# About the sysctl.conf



## Luca79 (Jul 20, 2015)

Hello,

I'm new here.
I trying to install FreeBSD i386 on a old machine. After I have done on VirtualBox.

When I try to install the nVidia-304 I have an error. I should increase the kern.ipc.shmall value.
So with a editor I open the /etc/sysctl.conf but there are only comments. Basically empty.
The same in the VirtualBox.

I read the manual about the /etc/sysctl.conf, but seem it should be compiled automatically?
Or I get it wrong?

Thanks


----------



## SirDice (Jul 20, 2015)

The file is mostly empty by default. Just add what you need and `service sysctl restart`.


----------



## freethread (Jul 20, 2015)

Some sysctl variables must be set in /boot/loader.conf and if I'm right, kern.ipc.shmall is one of them.


----------



## tobik@ (Jul 20, 2015)

freethread said:


> f I'm right, kern.ipc.shmall is one of them.

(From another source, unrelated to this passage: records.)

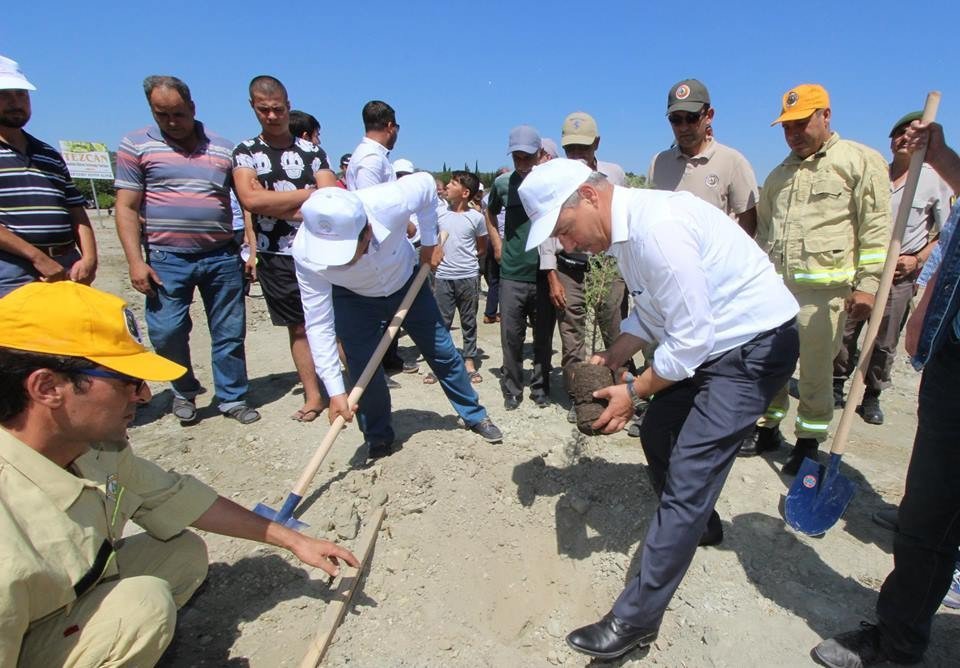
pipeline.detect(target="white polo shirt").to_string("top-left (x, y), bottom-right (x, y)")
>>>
top-left (293, 172), bottom-right (437, 396)
top-left (607, 187), bottom-right (800, 381)
top-left (345, 137), bottom-right (394, 190)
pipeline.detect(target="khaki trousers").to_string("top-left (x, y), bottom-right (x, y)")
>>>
top-left (757, 286), bottom-right (850, 443)
top-left (557, 261), bottom-right (627, 393)
top-left (18, 531), bottom-right (207, 668)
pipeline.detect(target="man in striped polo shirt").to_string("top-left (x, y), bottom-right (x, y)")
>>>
top-left (116, 76), bottom-right (260, 424)
top-left (0, 56), bottom-right (97, 297)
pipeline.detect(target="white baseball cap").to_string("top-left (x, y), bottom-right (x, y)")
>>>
top-left (540, 137), bottom-right (560, 160)
top-left (507, 125), bottom-right (541, 155)
top-left (517, 158), bottom-right (593, 250)
top-left (294, 188), bottom-right (367, 267)
top-left (393, 158), bottom-right (417, 174)
top-left (0, 56), bottom-right (37, 90)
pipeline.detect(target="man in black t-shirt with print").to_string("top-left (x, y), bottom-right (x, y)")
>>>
top-left (233, 76), bottom-right (336, 422)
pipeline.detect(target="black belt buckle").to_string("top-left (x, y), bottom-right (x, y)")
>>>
top-left (37, 243), bottom-right (76, 257)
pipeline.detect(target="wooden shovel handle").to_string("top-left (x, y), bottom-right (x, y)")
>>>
top-left (830, 91), bottom-right (940, 455)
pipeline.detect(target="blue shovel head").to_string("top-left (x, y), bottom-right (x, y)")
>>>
top-left (253, 494), bottom-right (310, 531)
top-left (784, 454), bottom-right (856, 536)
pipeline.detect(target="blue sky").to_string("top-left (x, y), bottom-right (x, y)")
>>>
top-left (0, 0), bottom-right (960, 182)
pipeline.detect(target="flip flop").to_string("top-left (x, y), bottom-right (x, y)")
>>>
top-left (290, 408), bottom-right (325, 422)
top-left (170, 397), bottom-right (197, 424)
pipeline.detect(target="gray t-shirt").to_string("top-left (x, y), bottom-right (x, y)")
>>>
top-left (647, 139), bottom-right (758, 216)
top-left (890, 163), bottom-right (952, 254)
top-left (437, 209), bottom-right (487, 280)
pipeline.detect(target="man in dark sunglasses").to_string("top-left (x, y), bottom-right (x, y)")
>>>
top-left (647, 79), bottom-right (758, 236)
top-left (0, 281), bottom-right (357, 666)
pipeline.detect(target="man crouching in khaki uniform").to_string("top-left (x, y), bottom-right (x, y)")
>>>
top-left (0, 282), bottom-right (357, 666)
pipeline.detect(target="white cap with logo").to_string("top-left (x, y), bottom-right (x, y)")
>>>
top-left (0, 56), bottom-right (37, 90)
top-left (293, 188), bottom-right (376, 267)
top-left (393, 158), bottom-right (417, 174)
top-left (517, 158), bottom-right (593, 250)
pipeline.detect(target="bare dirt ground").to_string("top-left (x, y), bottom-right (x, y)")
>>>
top-left (84, 218), bottom-right (960, 667)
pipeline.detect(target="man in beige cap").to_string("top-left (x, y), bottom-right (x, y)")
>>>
top-left (647, 79), bottom-right (757, 236)
top-left (0, 56), bottom-right (97, 297)
top-left (540, 111), bottom-right (627, 422)
top-left (0, 281), bottom-right (357, 666)
top-left (741, 84), bottom-right (891, 475)
top-left (833, 111), bottom-right (953, 424)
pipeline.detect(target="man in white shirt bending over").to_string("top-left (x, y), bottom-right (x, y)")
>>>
top-left (519, 160), bottom-right (799, 658)
top-left (293, 172), bottom-right (503, 459)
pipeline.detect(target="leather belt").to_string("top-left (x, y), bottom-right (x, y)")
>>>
top-left (37, 241), bottom-right (77, 257)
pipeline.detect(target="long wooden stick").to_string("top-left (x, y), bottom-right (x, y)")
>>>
top-left (300, 506), bottom-right (386, 668)
top-left (830, 91), bottom-right (940, 455)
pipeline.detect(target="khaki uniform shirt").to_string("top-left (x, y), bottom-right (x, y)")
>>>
top-left (756, 132), bottom-right (893, 294)
top-left (647, 139), bottom-right (757, 217)
top-left (0, 429), bottom-right (217, 666)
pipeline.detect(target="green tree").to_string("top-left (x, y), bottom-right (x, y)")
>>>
top-left (627, 172), bottom-right (650, 188)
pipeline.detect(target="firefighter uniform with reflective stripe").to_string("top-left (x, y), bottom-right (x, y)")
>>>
top-left (756, 132), bottom-right (892, 442)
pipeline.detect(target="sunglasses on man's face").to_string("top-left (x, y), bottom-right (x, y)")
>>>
top-left (81, 368), bottom-right (147, 394)
top-left (667, 111), bottom-right (703, 125)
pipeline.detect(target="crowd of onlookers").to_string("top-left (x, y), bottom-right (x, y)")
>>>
top-left (0, 49), bottom-right (960, 665)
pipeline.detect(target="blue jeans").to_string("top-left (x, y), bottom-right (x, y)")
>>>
top-left (333, 268), bottom-right (487, 445)
top-left (877, 334), bottom-right (960, 661)
top-left (433, 276), bottom-right (480, 360)
top-left (146, 244), bottom-right (247, 412)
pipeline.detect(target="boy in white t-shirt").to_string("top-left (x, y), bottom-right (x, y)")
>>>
top-left (424, 171), bottom-right (487, 383)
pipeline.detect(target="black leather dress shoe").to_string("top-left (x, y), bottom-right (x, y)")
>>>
top-left (699, 510), bottom-right (723, 547)
top-left (567, 612), bottom-right (657, 659)
top-left (737, 427), bottom-right (783, 457)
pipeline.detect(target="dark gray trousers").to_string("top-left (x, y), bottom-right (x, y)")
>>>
top-left (613, 319), bottom-right (800, 629)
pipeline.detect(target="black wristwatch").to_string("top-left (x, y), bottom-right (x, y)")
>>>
top-left (623, 371), bottom-right (643, 409)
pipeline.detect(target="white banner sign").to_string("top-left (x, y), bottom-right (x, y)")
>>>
top-left (60, 139), bottom-right (113, 181)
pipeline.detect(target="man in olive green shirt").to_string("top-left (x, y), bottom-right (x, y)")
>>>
top-left (741, 84), bottom-right (891, 475)
top-left (0, 282), bottom-right (357, 666)
top-left (486, 125), bottom-right (554, 411)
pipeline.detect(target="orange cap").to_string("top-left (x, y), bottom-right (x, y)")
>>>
top-left (770, 84), bottom-right (830, 125)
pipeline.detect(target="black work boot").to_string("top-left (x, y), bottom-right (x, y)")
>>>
top-left (833, 378), bottom-right (847, 408)
top-left (857, 390), bottom-right (883, 424)
top-left (737, 427), bottom-right (783, 457)
top-left (780, 438), bottom-right (820, 475)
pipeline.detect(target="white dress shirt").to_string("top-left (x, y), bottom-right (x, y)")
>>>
top-left (607, 187), bottom-right (800, 381)
top-left (293, 172), bottom-right (437, 396)
top-left (345, 137), bottom-right (394, 190)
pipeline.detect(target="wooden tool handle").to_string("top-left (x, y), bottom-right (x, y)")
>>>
top-left (830, 91), bottom-right (940, 455)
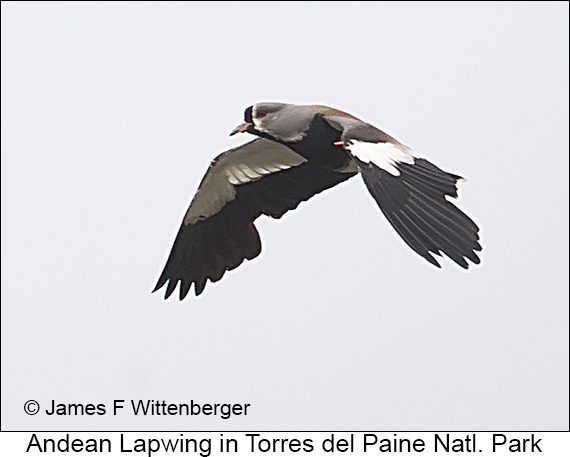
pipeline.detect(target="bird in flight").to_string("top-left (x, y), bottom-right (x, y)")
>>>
top-left (153, 103), bottom-right (481, 300)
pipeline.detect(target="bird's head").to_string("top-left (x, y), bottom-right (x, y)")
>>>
top-left (230, 102), bottom-right (319, 143)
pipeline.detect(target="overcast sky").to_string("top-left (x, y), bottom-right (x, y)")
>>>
top-left (1, 2), bottom-right (569, 430)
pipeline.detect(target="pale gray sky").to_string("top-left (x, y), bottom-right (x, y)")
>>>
top-left (2, 2), bottom-right (569, 430)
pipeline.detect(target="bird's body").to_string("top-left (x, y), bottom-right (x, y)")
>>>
top-left (154, 103), bottom-right (481, 300)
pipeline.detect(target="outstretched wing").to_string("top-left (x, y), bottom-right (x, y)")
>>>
top-left (325, 116), bottom-right (481, 268)
top-left (153, 138), bottom-right (355, 300)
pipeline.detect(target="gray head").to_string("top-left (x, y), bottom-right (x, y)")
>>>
top-left (230, 102), bottom-right (324, 142)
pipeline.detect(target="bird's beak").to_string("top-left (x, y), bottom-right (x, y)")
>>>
top-left (230, 122), bottom-right (253, 136)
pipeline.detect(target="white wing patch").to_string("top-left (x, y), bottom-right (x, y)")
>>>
top-left (345, 140), bottom-right (419, 176)
top-left (226, 163), bottom-right (297, 186)
top-left (184, 138), bottom-right (307, 225)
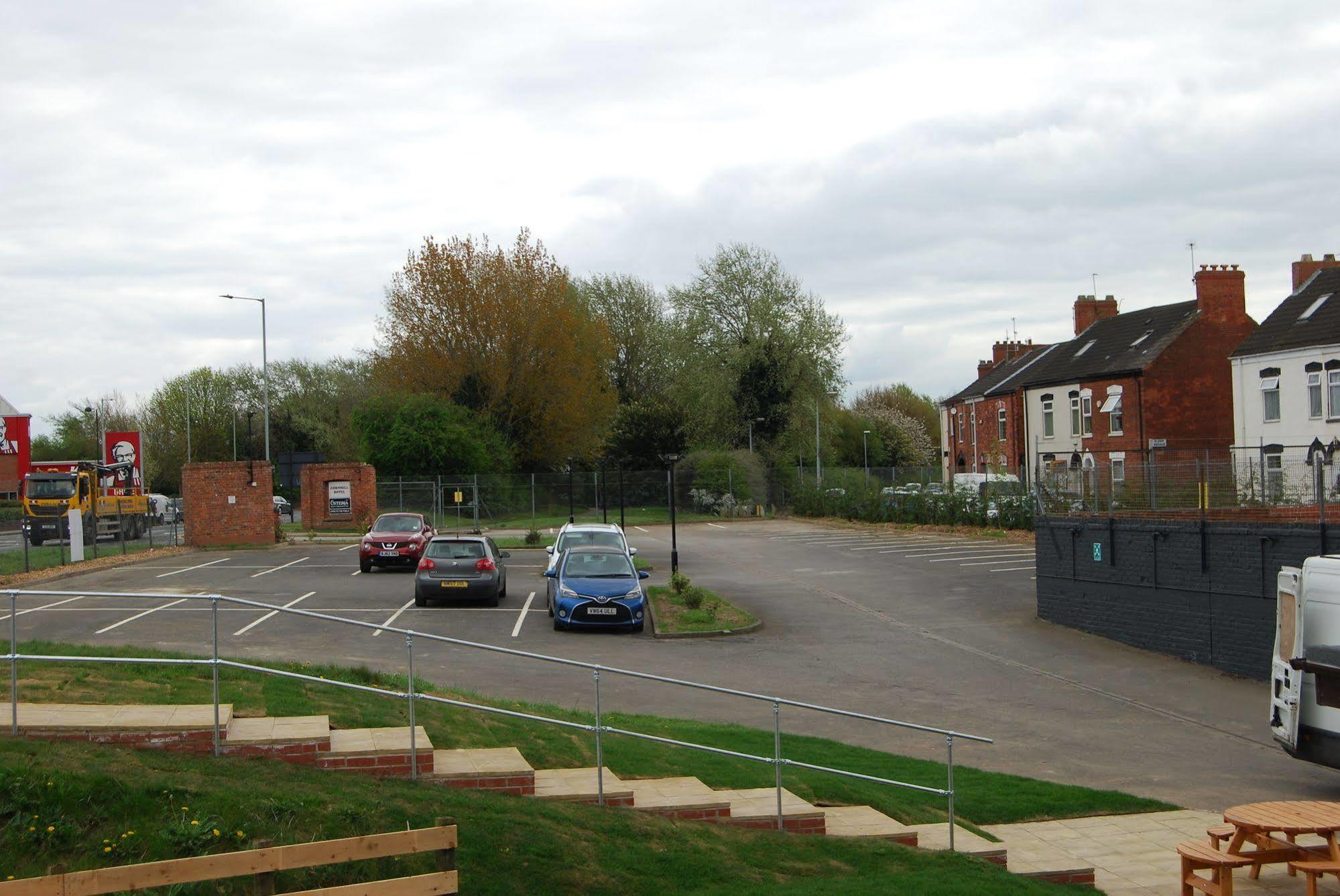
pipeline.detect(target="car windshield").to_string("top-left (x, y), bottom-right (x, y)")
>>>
top-left (563, 552), bottom-right (634, 578)
top-left (428, 541), bottom-right (484, 560)
top-left (25, 476), bottom-right (75, 498)
top-left (555, 531), bottom-right (623, 553)
top-left (373, 513), bottom-right (424, 531)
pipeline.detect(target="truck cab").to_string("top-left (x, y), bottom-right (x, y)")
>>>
top-left (1270, 556), bottom-right (1340, 769)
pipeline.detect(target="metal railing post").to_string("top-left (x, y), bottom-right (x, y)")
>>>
top-left (772, 702), bottom-right (782, 830)
top-left (945, 734), bottom-right (954, 852)
top-left (9, 589), bottom-right (19, 735)
top-left (209, 594), bottom-right (219, 757)
top-left (591, 668), bottom-right (605, 806)
top-left (405, 633), bottom-right (418, 781)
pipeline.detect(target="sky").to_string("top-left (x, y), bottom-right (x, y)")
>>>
top-left (0, 0), bottom-right (1340, 433)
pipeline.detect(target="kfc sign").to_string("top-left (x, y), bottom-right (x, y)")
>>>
top-left (102, 433), bottom-right (145, 494)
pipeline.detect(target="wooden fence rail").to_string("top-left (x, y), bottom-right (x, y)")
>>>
top-left (0, 818), bottom-right (457, 896)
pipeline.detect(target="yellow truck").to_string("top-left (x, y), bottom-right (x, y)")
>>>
top-left (23, 460), bottom-right (150, 548)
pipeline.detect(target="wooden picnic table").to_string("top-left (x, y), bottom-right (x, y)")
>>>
top-left (1223, 801), bottom-right (1340, 877)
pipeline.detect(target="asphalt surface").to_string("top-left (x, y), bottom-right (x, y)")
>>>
top-left (0, 521), bottom-right (1340, 809)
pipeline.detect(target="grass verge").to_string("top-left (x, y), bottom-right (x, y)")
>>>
top-left (648, 585), bottom-right (758, 635)
top-left (0, 738), bottom-right (1092, 896)
top-left (0, 641), bottom-right (1171, 824)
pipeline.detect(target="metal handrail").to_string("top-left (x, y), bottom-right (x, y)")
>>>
top-left (0, 588), bottom-right (994, 849)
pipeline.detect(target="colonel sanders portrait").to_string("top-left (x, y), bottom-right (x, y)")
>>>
top-left (0, 417), bottom-right (19, 454)
top-left (106, 442), bottom-right (142, 494)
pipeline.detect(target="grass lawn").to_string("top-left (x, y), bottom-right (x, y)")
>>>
top-left (0, 538), bottom-right (158, 576)
top-left (0, 641), bottom-right (1170, 824)
top-left (0, 738), bottom-right (1093, 896)
top-left (648, 585), bottom-right (758, 633)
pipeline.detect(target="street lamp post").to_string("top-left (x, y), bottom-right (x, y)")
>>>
top-left (665, 454), bottom-right (679, 576)
top-left (749, 417), bottom-right (762, 454)
top-left (219, 294), bottom-right (269, 463)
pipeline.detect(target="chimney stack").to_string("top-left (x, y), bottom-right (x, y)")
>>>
top-left (1075, 296), bottom-right (1116, 336)
top-left (1293, 255), bottom-right (1340, 292)
top-left (1195, 264), bottom-right (1247, 323)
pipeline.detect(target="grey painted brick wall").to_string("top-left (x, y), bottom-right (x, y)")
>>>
top-left (1037, 517), bottom-right (1340, 679)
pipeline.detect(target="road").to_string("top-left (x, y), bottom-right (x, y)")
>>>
top-left (5, 521), bottom-right (1340, 809)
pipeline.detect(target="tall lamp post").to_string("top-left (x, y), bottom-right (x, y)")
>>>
top-left (860, 430), bottom-right (869, 489)
top-left (814, 390), bottom-right (840, 479)
top-left (219, 294), bottom-right (269, 463)
top-left (662, 454), bottom-right (679, 576)
top-left (568, 458), bottom-right (576, 522)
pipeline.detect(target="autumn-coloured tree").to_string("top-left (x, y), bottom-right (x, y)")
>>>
top-left (374, 229), bottom-right (615, 466)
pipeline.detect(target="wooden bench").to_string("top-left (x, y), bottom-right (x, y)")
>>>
top-left (1289, 858), bottom-right (1340, 896)
top-left (0, 818), bottom-right (457, 896)
top-left (1176, 842), bottom-right (1256, 896)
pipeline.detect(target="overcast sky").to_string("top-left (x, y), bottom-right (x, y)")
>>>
top-left (0, 0), bottom-right (1340, 432)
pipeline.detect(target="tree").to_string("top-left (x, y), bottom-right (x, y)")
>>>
top-left (574, 273), bottom-right (666, 405)
top-left (669, 243), bottom-right (847, 444)
top-left (353, 395), bottom-right (512, 475)
top-left (374, 229), bottom-right (615, 466)
top-left (605, 395), bottom-right (687, 470)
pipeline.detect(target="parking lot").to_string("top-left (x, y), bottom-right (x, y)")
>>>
top-left (10, 521), bottom-right (1340, 808)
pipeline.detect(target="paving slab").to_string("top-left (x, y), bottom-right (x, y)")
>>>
top-left (535, 766), bottom-right (633, 802)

No, kern.ipc.shmall can be set with `sysctl` after boot.


----------



## freethread (Jul 20, 2015)

Ah, ok, then I'm wrong. I remember some kern.ipc.shmXXX go in /boot/loader.conf and others in /etc/sysctl.conf I only have one machine that use them with KDE (as guest in VirtualBox). I set them this way

In /boot/loader.conf

```
kern.ipc.shmmni=1024
kern.ipc.shmseg=1024
```

In /etc/sysctl.conf

```
kern.ipc.shm_allow_removed=1
kern.ipc.shmmax=67108864
kern.ipc.shmall=32768
kern.ipc.somaxconn=1024
```

sorry for my previous reply.


----------



## SirDice (Jul 21, 2015)

Not sure which ones, I don't know them from the top of my head. But you are correct, some values have to be set in /boot/loader.conf so they're loaded before the kernel starts (and cannot be changed once the kernel is loaded). Most can be set, on-the-fly, through /etc/sysctl.conf for example.


----------



## tobik@ (Jul 21, 2015)

You can get a list of loader settable sysctls with e.g. `sysctl -dT kern.ipc` and a list of all runtime settable sysctls with `sysctl -dW kern.ipc`.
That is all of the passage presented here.